Liraglutide Effect and Action in Diabetes—Evaluation of Cardiovascular Outcome Results (LEADER) Trial

Liraglutide is an analog of human GLP-1 approved for the treatment of type 2 diabetes in Europe since 2009 and in the United States since 2010. It has well-established glucose-lowering efficacy and is associated with moderate weight loss. To formerly assess its cardiovascular safety, the LEADER Trial (NCT01179048) was initiated in 2010. More than 9,000 patients were randomized and evaluated for up to 5 years for cardiovascular and safety endpoints. The results of this trial will be reported by the investigators on Monday, June 13, from 2:15 to 4:15 p.m.

EMPA-REG Outcome Trial

The EMPA-REG Outcome Trial is a recently reported clinical trial involving more than 7,000 patients with type 2 diabetes at high cardiovascular (CV) risk, randomized to either the SGLT2 inhibitor empagliflozin or placebo and followed for slightly more than 3 years. Some experts have proposed that this study might change the way we manage type 2 diabetes. Important new data from the trial will be presented, including the latest information on both macrovascular and microvascular outcomes. In addition a “mediation analysis” will be described, exploring possible underlying mechanisms of empagliflozin’s benefits.

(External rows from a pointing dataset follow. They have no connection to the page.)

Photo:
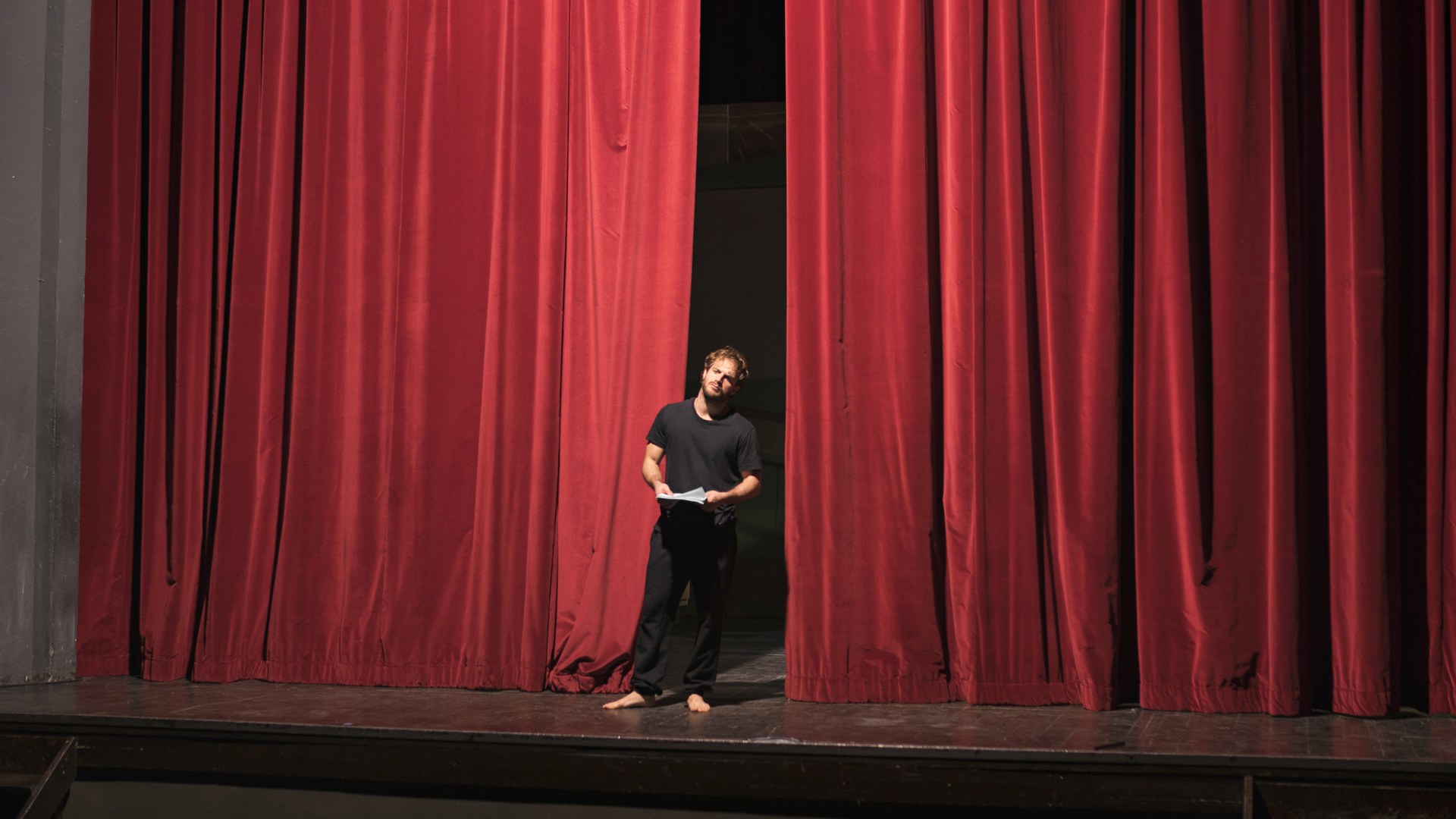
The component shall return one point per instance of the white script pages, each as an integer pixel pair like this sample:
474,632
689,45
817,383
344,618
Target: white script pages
691,496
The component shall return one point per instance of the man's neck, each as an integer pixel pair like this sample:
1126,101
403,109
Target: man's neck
708,409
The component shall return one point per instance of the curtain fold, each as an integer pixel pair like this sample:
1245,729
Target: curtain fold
360,314
861,515
1178,352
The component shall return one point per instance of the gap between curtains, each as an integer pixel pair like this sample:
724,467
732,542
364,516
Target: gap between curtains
379,302
1122,333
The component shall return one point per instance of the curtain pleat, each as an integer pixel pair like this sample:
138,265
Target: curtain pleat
1180,350
366,289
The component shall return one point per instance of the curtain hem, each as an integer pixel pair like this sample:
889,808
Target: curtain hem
1256,700
1090,695
859,689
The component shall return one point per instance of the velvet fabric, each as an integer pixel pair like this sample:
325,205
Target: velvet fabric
1119,354
381,300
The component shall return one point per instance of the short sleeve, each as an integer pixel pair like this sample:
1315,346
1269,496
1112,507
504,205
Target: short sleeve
657,435
748,458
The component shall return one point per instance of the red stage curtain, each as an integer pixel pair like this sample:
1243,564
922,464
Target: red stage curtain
366,290
1149,283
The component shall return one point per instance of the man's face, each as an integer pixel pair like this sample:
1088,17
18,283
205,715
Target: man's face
721,379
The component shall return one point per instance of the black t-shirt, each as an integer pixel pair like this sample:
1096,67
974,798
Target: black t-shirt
712,455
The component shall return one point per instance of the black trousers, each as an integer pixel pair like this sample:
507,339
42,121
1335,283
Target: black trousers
685,547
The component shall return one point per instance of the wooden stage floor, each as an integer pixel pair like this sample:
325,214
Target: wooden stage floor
756,751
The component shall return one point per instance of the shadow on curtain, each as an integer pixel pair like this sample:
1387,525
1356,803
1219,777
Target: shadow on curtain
364,293
1119,354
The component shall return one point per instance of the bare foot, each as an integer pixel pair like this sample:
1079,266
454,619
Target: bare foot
631,701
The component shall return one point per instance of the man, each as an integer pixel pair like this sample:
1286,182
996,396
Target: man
711,447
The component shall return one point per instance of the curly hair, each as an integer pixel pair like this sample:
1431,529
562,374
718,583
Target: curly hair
733,356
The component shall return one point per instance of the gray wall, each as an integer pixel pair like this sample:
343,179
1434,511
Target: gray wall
42,229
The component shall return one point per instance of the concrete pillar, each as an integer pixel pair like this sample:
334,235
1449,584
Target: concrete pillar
44,63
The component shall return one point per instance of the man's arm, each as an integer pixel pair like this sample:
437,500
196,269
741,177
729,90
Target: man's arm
653,471
747,488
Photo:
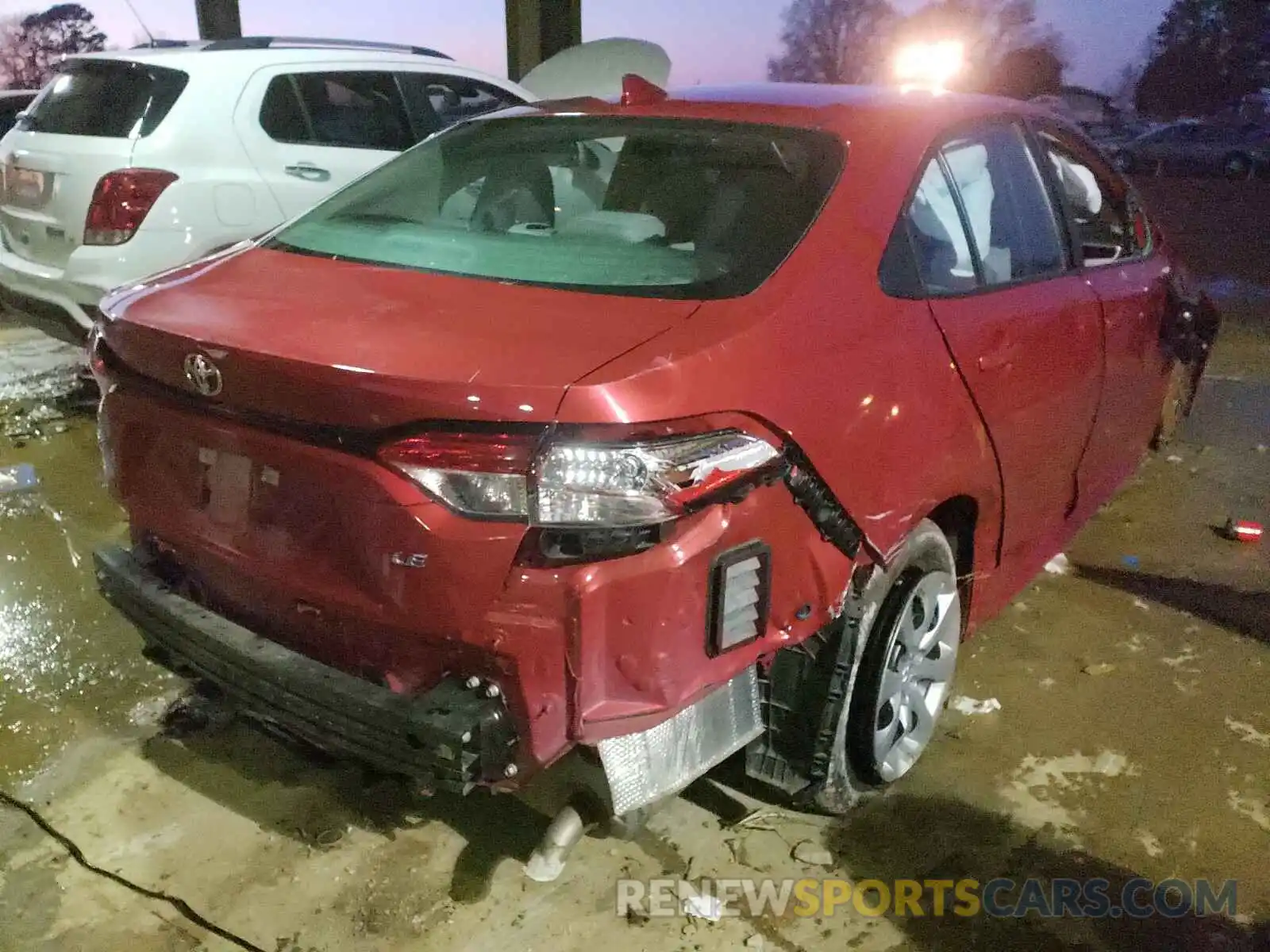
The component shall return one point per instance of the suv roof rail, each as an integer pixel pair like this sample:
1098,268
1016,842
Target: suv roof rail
267,42
159,44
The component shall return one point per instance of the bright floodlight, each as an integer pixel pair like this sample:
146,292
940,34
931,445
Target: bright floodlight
930,63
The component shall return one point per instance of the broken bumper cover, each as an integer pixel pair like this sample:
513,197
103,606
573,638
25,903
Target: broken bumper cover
448,738
645,767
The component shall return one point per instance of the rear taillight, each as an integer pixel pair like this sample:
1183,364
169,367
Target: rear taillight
581,482
121,202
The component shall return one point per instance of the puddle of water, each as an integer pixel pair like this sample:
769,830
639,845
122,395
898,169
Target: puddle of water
69,664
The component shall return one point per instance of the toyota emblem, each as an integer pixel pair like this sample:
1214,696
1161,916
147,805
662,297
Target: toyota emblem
203,374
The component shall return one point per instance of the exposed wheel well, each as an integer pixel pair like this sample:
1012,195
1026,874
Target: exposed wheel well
958,518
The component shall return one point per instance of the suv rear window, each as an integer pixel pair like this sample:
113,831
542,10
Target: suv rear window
614,205
106,98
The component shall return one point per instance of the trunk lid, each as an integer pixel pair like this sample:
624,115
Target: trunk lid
84,125
344,344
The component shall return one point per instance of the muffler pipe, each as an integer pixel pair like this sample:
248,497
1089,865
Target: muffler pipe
564,833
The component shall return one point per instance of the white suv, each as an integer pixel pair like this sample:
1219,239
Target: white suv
135,162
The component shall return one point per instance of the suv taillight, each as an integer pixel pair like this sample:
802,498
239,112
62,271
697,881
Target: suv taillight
575,482
121,202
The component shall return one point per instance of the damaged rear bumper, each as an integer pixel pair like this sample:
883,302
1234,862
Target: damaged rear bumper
452,736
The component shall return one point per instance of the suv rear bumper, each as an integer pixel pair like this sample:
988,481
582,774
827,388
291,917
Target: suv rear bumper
64,301
450,738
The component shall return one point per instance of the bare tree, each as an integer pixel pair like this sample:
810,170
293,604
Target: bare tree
1003,38
833,41
32,48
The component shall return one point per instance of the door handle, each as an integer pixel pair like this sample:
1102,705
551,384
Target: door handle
1000,357
306,171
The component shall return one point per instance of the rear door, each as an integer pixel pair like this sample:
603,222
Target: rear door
1022,327
1111,240
82,126
313,130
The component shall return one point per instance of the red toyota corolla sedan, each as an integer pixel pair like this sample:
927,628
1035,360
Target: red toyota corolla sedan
647,429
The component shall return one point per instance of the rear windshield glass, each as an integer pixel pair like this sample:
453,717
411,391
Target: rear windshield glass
618,205
106,98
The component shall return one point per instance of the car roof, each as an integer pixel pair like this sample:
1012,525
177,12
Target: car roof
810,105
194,57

The primary endpoint was the major adverse CV event (MACE) composite of nonfatal myocardial infarction, nonfatal stroke and CV death. The trial met its primary endpoint, demonstrating a 14% reduction in the hazard of MACE in the empagliflozin arm. This was predominately driven by a remarkable 38% reduction in CV death. In addition, patients assigned to the empagliflozin group had a 35% reduction in their rates of heart failure hospitalization, as well as a 32% reduction in the risk of all-cause mortality. This is the first clinical trial to demonstrate a benefit on CV mortality from a glucose-lowering drug in high-risk patients with type 2 diabetes. The results of the trial will be reported on Tuesday, June 14, from 8:00 to 10:00 a.m.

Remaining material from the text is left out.